I learned a lot from regular Ashtanga practice over the course of last semester. Ashtanga is like a mirror. It allows you to observe yourself and see yourself as you are. But that's only if you dare to do so. As one of my fellow work-study students at the studio remarked, "There's so much ego in that room!" It's easy to look at one's neighbor and compare practices, when in actuality, who gets a medal for completing Primary Series, starting Intermediate Series, or reaching Advanced Series?

Ashtanga taught me to turn my gaze inward, and see myself. It taught me to listen to my own body, mind, and spirit. There are real consequences when I don't, as I'm experiencing now. I realized that I let so many people push me beyond my capacity all these years. I allowed that to happen by not listening to my own voice and not standing up for myself.
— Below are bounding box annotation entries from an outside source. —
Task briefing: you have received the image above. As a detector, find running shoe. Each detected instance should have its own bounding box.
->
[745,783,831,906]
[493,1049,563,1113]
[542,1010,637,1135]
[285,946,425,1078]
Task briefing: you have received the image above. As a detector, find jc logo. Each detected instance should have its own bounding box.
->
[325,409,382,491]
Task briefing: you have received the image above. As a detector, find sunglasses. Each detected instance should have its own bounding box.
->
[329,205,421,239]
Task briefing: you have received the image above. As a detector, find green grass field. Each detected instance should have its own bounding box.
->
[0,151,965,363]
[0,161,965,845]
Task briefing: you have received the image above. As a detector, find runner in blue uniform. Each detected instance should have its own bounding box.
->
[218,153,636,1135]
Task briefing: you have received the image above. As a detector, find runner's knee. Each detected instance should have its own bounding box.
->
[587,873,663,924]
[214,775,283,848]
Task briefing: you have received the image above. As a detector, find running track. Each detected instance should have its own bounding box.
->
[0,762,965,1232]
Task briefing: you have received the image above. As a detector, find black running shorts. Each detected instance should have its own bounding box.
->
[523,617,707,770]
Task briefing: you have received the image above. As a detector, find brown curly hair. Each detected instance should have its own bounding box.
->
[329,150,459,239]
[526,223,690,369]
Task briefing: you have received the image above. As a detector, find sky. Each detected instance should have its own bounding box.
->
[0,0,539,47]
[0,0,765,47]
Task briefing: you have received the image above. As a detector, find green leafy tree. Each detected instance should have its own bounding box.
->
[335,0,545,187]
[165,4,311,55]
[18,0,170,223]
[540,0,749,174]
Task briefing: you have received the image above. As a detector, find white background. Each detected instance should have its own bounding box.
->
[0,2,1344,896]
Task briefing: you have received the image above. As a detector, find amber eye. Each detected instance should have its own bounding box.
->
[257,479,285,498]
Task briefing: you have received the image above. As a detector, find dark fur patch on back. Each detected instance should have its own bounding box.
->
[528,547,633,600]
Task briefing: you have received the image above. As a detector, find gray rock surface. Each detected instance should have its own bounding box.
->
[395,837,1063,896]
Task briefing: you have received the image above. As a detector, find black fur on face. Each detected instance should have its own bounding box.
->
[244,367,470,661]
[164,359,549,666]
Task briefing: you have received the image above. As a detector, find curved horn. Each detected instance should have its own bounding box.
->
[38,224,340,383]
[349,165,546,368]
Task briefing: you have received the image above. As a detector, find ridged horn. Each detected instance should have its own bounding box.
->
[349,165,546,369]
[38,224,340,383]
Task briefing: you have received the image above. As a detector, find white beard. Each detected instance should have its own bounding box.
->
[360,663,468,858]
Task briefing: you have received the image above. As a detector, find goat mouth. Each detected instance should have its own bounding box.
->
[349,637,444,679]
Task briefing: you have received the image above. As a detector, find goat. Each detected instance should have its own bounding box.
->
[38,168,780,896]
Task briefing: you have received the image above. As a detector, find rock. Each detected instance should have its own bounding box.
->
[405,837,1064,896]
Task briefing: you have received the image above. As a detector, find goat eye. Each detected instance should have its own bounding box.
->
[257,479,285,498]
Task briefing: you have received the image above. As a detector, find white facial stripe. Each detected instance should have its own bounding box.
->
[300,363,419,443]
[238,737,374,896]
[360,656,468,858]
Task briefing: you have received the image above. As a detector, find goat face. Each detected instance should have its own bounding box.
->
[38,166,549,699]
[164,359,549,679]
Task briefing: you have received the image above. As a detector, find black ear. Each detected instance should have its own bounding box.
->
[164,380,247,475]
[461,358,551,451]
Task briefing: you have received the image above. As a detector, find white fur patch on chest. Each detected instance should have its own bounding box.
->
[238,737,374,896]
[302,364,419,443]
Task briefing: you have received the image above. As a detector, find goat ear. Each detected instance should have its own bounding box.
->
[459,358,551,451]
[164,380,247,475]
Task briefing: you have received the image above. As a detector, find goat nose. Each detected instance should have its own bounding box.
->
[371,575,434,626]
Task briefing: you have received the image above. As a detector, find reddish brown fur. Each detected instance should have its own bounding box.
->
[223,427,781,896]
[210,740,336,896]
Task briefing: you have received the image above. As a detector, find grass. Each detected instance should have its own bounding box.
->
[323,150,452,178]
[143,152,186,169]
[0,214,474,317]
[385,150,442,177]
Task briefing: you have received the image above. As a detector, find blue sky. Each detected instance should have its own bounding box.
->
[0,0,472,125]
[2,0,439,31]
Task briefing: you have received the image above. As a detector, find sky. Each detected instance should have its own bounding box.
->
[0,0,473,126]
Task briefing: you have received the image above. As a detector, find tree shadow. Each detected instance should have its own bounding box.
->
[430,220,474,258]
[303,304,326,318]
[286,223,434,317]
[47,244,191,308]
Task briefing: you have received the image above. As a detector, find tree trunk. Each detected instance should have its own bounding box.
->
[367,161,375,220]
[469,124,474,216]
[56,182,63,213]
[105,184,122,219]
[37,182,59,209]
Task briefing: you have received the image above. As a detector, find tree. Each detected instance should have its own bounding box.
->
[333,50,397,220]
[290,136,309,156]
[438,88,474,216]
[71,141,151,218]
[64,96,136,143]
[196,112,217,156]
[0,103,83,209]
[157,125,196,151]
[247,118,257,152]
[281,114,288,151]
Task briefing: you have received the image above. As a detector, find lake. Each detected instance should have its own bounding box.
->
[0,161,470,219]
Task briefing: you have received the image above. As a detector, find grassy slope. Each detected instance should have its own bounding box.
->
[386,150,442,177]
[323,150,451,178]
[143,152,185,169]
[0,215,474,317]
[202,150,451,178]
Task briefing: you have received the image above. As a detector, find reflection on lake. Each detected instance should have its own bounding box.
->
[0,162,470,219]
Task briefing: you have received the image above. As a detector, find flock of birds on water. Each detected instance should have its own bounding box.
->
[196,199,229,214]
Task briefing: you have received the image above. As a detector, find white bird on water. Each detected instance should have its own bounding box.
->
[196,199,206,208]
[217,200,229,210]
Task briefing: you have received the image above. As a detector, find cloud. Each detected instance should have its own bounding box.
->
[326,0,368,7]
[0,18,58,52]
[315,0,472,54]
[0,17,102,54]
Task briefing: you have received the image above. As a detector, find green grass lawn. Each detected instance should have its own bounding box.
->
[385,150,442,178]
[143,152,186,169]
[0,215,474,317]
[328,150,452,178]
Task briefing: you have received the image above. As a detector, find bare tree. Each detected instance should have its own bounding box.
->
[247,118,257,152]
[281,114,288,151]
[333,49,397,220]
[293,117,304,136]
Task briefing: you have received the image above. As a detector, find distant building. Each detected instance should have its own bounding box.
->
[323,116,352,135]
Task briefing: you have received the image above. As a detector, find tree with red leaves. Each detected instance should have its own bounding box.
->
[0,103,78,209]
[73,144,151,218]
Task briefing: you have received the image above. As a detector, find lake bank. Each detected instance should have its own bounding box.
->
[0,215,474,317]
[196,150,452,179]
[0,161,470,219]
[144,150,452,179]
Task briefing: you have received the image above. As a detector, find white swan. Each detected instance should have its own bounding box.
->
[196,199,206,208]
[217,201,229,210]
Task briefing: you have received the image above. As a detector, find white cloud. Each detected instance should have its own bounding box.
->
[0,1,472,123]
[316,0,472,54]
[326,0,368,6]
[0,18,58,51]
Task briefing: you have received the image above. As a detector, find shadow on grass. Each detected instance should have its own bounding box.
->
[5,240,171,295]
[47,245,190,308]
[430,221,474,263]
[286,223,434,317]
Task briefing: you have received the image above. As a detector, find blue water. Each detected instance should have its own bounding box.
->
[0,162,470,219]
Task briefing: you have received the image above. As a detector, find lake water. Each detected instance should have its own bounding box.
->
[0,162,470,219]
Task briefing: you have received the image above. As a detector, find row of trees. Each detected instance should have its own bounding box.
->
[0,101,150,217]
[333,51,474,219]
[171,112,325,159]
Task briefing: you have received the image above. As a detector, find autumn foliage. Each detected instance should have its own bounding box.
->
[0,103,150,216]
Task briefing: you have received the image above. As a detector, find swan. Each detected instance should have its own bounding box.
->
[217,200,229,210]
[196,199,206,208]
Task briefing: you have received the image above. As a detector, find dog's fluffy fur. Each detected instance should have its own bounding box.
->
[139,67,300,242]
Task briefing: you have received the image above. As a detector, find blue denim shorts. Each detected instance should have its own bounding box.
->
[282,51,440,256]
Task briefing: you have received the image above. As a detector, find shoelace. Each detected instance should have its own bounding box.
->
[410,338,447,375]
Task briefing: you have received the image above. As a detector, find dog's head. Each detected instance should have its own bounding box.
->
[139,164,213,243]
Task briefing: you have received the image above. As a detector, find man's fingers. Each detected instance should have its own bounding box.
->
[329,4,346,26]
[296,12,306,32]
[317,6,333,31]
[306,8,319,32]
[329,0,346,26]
I became a disciplined automaton, taking on discipline and achievement for its own sake, rather than as a means to an end, sacrificing my sense of happiness.

On January 22, it will be three years since I took my first Ashtanga yoga class in PE at UC Berkeley. Yoga, in general, has changed my life more than anything else, and has given me hope that change - make that change leading to freedom - is possible. I write this now as I decide consciously to step away from Ashtanga practice for a while. I realize that I may have overindulged in this practice over the course of last semester, but that in itself has taught me something. I'm not closing the door on returning to this practice in the future, but for now, I need to do something gentler, something slower, something that doesn't feed into my rigid disciplinarian tendencies. I realize that no one method of yoga is THE method. There are right seasons for each and every practice. Part of practicing yoga is to know which is for when.

I'll close this post with one quote that I learned through Ashtanga practice: "Why fear?"

Courage, and the willingness to try and risk. Vande gurunam!